Hi Team,
There is ongoing work to bring Flink Table Maintenance to Iceberg [1]. We
already merged the main infrastructure and are currently working on
implementing the data file rewrite [2]. During the implementation we found
that part of the compaction planning implemented for Spark compaction,
could and should, be reused in Flink as well. Created a PR [3] to bring
those changes to the core Iceberg.
The main changes in the API:
- We need to separate the companction planning from the rewrite execution
- The planning would collect the files to be compacted and organize
them to compaction tasks/groups.
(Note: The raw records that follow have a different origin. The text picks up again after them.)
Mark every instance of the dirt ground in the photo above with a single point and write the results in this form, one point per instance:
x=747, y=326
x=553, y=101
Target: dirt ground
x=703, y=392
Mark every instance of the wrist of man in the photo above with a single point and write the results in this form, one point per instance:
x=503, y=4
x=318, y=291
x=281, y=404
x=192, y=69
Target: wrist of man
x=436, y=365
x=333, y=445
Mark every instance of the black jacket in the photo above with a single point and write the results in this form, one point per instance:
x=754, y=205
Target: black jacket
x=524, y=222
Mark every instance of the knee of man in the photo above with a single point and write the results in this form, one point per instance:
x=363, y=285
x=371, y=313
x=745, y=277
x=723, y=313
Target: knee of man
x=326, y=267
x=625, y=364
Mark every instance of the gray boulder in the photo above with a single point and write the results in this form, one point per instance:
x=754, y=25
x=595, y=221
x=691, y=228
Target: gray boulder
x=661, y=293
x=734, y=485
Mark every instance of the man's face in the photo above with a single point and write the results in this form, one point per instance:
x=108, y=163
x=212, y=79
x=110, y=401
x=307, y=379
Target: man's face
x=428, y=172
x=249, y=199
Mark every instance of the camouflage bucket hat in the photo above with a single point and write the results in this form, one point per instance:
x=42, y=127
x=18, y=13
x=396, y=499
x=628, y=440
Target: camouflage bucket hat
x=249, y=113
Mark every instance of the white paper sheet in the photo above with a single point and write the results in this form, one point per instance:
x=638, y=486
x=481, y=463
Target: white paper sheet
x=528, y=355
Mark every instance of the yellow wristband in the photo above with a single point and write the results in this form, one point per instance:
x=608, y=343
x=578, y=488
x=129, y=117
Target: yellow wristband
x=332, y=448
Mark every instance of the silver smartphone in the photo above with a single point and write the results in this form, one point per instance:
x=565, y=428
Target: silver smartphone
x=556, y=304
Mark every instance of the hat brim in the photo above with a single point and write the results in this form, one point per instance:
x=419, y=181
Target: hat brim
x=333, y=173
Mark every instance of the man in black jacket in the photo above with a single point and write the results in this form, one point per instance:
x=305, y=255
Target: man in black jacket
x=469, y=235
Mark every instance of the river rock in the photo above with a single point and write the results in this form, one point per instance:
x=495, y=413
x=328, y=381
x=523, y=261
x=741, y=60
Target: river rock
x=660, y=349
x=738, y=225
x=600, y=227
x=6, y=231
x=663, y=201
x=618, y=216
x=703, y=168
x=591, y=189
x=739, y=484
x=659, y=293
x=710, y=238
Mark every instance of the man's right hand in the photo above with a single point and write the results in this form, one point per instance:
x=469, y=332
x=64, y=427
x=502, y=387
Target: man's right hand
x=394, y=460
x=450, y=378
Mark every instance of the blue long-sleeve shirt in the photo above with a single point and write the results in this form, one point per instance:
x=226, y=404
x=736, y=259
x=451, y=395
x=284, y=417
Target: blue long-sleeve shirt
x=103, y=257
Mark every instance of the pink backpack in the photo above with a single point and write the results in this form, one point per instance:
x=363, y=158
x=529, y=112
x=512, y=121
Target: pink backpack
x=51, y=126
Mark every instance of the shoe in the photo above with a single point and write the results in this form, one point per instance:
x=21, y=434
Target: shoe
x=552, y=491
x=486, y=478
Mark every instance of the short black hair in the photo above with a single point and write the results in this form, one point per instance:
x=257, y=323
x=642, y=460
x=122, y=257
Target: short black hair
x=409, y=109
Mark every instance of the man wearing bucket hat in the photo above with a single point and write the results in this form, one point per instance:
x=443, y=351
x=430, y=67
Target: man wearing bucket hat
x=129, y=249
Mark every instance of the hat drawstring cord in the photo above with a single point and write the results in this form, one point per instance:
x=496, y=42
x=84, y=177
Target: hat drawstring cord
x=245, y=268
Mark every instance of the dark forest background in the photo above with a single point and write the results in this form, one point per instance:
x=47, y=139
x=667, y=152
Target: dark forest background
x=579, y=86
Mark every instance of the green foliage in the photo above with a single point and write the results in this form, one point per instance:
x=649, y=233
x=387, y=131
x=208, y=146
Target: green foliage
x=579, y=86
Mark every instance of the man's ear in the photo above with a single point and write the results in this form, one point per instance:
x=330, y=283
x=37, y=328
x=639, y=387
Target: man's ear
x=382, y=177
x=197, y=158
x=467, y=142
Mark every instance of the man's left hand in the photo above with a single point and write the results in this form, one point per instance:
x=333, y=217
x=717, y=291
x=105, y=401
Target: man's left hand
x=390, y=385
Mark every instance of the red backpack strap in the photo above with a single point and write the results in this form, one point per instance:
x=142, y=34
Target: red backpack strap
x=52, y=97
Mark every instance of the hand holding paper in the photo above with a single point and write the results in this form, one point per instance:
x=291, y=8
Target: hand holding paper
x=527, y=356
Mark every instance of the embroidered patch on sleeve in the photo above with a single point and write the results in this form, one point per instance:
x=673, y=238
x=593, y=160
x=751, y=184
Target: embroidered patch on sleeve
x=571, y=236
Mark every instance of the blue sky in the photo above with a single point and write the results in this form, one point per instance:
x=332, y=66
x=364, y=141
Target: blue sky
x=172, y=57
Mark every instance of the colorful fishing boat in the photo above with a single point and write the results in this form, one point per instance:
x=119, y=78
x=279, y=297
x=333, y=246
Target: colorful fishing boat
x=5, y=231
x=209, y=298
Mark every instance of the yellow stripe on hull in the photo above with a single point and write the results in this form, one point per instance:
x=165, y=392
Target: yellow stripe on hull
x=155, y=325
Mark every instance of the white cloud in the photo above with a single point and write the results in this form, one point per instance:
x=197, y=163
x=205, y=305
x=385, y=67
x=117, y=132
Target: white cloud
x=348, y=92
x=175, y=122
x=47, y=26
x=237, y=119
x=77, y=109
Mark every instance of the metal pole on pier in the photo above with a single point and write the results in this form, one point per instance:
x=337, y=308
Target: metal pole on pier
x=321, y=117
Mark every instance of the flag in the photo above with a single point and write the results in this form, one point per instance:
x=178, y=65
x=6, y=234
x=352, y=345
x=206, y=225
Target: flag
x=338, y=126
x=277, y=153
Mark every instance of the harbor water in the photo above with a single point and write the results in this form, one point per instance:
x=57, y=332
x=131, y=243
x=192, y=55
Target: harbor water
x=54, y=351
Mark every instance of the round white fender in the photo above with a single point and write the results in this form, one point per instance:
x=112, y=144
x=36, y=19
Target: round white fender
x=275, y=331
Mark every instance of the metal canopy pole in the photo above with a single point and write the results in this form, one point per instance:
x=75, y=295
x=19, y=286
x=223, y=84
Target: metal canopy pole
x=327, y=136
This could be reused (in the same way as
the query planning)
- The rewrite would actually execute the rewrite. This needs to
contain engine specific code, so we need to have separate implementation
for in for the separate engines
- We need to decide on the new compaction planning API
The planning currently generates the data for multiple levels:
1. Plan level
- Statistics about the plan:
- Total group count
- Group count in a partition
- Target file size
- Output specification id - only relevant in case of the data rewrite
plan
2. Group level
- General group info
- Global index
- Partition index
- Partition value
- List of tasks to read the data
- Split size - reader input split size when rewriting (Spark
specific)
- Number of expected output files - used to calculate shuffling
partition numbers (Spark specific)
I see the following decision points:
- Data organization:
1. Plan is the 'result' - everything below that is only organized
based on the multiplicity of the data. So if some value applies to every
group, then that value belongs to the 'global' plan variables. If a value
is different for every group, then that value belongs to the
group (current
code)
2. The group should contain every information which is required for a
single job. So the job (executor) only receives a single group and every
other bit of information is global. The drawback is that some information
is duplicated, but cleaner on the executor side.
- Parameter handling:
1. Use string maps, like we do with the FileRewriter.options - this
allows for more generic API which will be more stable
2. Use typed, named parameters - when the API is changing the users
might have breaking code, but could easily spot the changes
- Engine specific parameter handling:
1. We generate a common set of parameters
2. Engines get the whole compaction configuration, and can have their
own parameter generators
Currently I am leaning towards:
- Data organization - 2 - group should contain every information
- Parameter handling - 2 - specific types and named parameters
- Engine specific parameters - 1 - create a common set of parameters
Your thoughts?
Thanks,
Peter
[1] - https://github.com/apache/iceberg/issues/10264
[2] - https://github.com/apache/iceberg/pull/11497
[3] - https://github.com/apache/iceberg/pull/11513